Contestazione Lazio, i tifosi replicano a Fabiani: nessun ripensamento, il passo indietro spetta a chi non ama il club
La contestazione della tifoseria della Lazio resta ferma sulle proprie posizioni, nonostante l’appello rivolto dal direttore sportivo Angelo Fabiani per riportare il pubblico allo Stadio Olimpico. Il confronto con la società continua a essere legato alla gestione della proprietà e alle divergenze maturate nel tempo, mentre il sostegno alla squadra e all’allenatore Gennaro Gattuso viene confermato senza esitazioni.
Contestazione Lazio, la tifoseria respinge l’invito di Fabiani
Durante le conferenze di presentazione dei nuovi acquisti, Angelo Fabiani aveva chiesto ai sostenitori biancocelesti di stringersi attorno alla squadra. Il direttore sportivo aveva sottolineato l’importanza della presenza del pubblico per accompagnare il gruppo guidato da Gennaro Gattuso, richiamando anche il valore di un possibile passo indietro per favorire un rilancio comune.
La risposta arrivata dai rappresentanti del tifo organizzato è stata netta. La tifoseria ha escluso qualsiasi ripensamento e ha ribadito che il passo indietro dovrebbe essere compiuto da chi non dimostra attenzione verso la Lazio, la sua storia e la sua gente. L’appello della società non ha quindi modificato la posizione assunta dal popolo biancoceleste.
Tifosi Lazio, nessun compromesso sulla protesta
Il comunicato diffuso sui canali social, aperto dalla frase “Un passo indietro… non con le nostre gambe”, ha chiarito le ragioni della contestazione. Secondo i sostenitori, il dissenso si è consolidato nel corso degli anni anche a causa di cessioni considerate rilevanti e incomprensioni con la dirigenza.
La tifoseria ha riconosciuto le intenzioni espresse da Fabiani, ma ha escluso che il rendimento della squadra possa essere separato dalle tensioni con la presidenza. L’assenza di segnali distensivi da parte della proprietà guidata da Claudio Lotito viene indicata come uno dei motivi principali alla base del mancato riavvicinamento.
Lazio, sostegno confermato a Gattuso e ai giocatori
La protesta nei confronti della società non coincide con un allontanamento dalla squadra.
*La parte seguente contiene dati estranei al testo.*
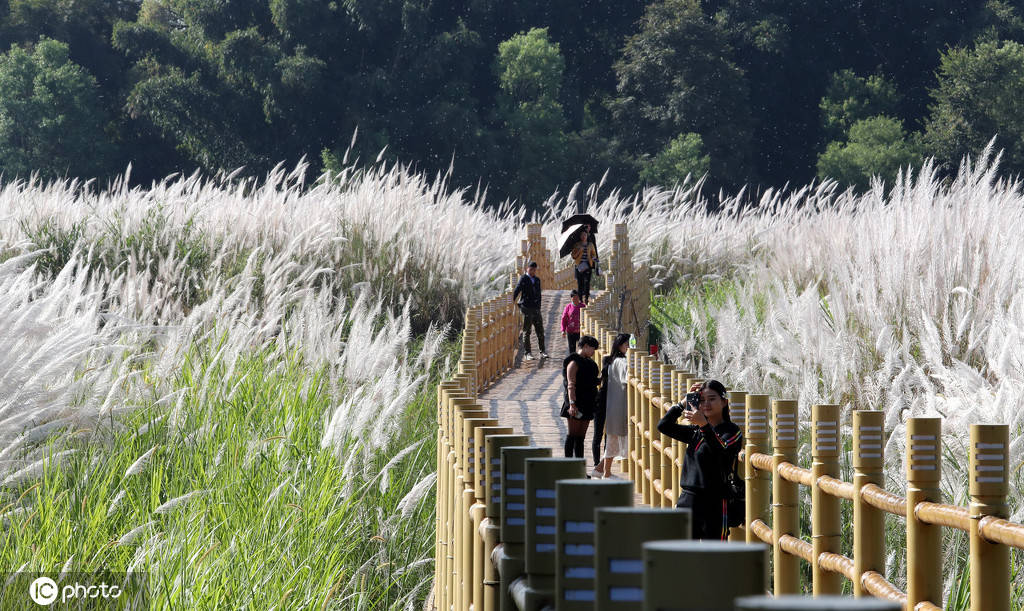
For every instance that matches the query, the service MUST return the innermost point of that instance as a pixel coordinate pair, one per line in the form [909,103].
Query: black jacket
[588,377]
[529,289]
[710,451]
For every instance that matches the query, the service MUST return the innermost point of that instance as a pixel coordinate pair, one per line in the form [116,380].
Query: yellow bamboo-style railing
[467,575]
[773,480]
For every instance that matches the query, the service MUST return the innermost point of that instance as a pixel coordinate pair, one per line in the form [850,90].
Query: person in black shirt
[581,376]
[527,293]
[713,443]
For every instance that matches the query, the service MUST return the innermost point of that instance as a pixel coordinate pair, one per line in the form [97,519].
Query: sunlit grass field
[228,383]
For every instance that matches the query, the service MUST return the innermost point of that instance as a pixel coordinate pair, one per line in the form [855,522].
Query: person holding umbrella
[579,241]
[527,292]
[584,259]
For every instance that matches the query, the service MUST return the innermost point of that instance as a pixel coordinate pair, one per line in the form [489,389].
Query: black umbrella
[570,235]
[580,219]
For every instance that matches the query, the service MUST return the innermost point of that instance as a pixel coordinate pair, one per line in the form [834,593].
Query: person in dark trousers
[609,378]
[713,443]
[527,295]
[570,319]
[580,375]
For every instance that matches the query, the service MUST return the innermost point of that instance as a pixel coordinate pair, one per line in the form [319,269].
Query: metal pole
[924,541]
[673,570]
[785,496]
[826,529]
[989,486]
[758,482]
[737,413]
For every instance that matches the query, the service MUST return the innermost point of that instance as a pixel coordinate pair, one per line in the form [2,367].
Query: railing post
[678,447]
[472,564]
[460,407]
[576,502]
[444,391]
[673,570]
[513,525]
[825,603]
[785,496]
[644,410]
[541,528]
[620,537]
[758,482]
[737,413]
[989,486]
[826,530]
[924,541]
[868,522]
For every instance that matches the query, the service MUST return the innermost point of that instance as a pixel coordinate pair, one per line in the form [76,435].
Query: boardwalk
[529,396]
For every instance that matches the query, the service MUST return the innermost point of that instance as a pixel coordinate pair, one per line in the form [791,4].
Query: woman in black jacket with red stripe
[713,443]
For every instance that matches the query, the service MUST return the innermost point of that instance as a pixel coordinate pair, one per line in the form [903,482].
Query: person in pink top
[570,319]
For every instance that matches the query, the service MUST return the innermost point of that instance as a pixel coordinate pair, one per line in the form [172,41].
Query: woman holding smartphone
[581,376]
[713,443]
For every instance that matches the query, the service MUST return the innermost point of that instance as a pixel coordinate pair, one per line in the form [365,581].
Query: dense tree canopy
[521,96]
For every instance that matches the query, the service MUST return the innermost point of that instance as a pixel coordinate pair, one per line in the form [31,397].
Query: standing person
[611,408]
[570,319]
[580,375]
[584,257]
[593,242]
[713,444]
[529,304]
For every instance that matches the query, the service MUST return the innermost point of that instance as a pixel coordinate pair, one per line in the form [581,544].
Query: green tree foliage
[676,76]
[980,94]
[529,70]
[683,157]
[876,146]
[217,84]
[851,98]
[51,120]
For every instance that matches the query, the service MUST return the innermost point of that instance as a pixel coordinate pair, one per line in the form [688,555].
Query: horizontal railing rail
[504,540]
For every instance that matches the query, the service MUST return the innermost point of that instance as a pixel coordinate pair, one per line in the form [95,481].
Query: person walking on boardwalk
[580,375]
[713,444]
[570,319]
[584,258]
[609,422]
[527,294]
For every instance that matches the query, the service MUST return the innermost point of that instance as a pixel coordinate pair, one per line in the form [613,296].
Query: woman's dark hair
[718,387]
[623,338]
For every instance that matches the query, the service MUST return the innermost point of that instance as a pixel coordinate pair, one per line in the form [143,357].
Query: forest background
[515,96]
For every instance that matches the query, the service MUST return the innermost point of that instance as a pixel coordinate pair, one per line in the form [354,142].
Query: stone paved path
[529,396]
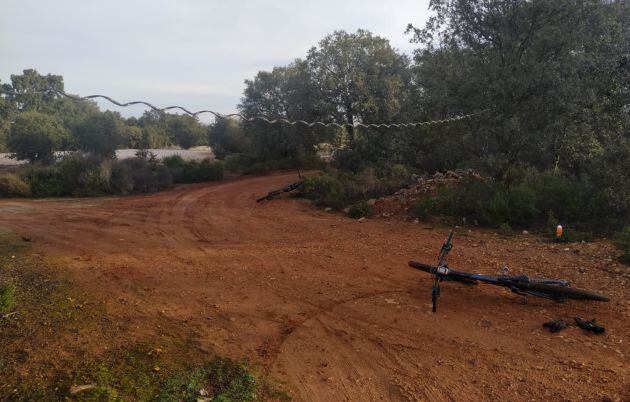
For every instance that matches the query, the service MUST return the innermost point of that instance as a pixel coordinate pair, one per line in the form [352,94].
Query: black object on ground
[590,325]
[272,194]
[558,290]
[555,325]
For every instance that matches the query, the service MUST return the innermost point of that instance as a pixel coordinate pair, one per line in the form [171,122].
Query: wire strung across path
[256,118]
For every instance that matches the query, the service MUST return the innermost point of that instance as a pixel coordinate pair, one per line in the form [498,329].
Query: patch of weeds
[360,210]
[505,229]
[7,296]
[222,380]
[622,241]
[135,374]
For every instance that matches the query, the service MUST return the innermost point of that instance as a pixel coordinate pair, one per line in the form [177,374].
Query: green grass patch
[7,296]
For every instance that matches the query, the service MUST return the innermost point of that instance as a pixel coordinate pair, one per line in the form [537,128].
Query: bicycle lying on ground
[558,290]
[291,187]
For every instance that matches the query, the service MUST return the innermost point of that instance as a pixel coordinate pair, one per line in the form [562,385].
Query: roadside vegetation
[552,133]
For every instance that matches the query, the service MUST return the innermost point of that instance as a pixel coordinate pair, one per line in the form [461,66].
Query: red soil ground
[327,305]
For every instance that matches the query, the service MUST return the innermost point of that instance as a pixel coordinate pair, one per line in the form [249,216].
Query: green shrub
[139,176]
[623,243]
[7,296]
[12,185]
[45,181]
[238,162]
[505,229]
[193,171]
[197,172]
[325,189]
[82,176]
[222,378]
[360,210]
[173,162]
I sostenitori hanno confermato pieno appoggio a Gennaro Gattuso e ai calciatori, a condizione che venga dimostrato l’attaccamento ai colori biancocelesti.
La presenza del tifo è assicurata soprattutto nelle partite in trasferta. La tifoseria ha dichiarato l’intenzione di riempire i settori ospiti degli stadi italiani finché sarà possibile, mantenendo così il sostegno al gruppo anche mentre prosegue la contestazione interna.
Lotito, nessun riavvicinamento senza una svolta
Il clima allo Stadio Olimpico resta quindi segnato dalla distanza tra la piazza e la proprietà. L’appello al senso di appartenenza non è stato sufficiente a interrompere la protesta, perché proprio l’amore per la maglia viene considerato dai tifosi la ragione della loro battaglia.
In assenza di una chiara inversione di marcia da parte di Claudio Lotito, la tifoseria prevede il mantenimento del congelamento del sostegno durante le gare interne. La posizione espressa non lascia spazio a compromessi e separa il supporto alla squadra dal rapporto con la presidenza.
Protagonisti della contestazione Lazio
- Angelo Fabiani, direttore sportivo della Lazio.
- Claudio Lotito, presidente e riferimento della proprietà biancoceleste.
- Gennaro Gattuso, allenatore sostenuto dalla tifoseria.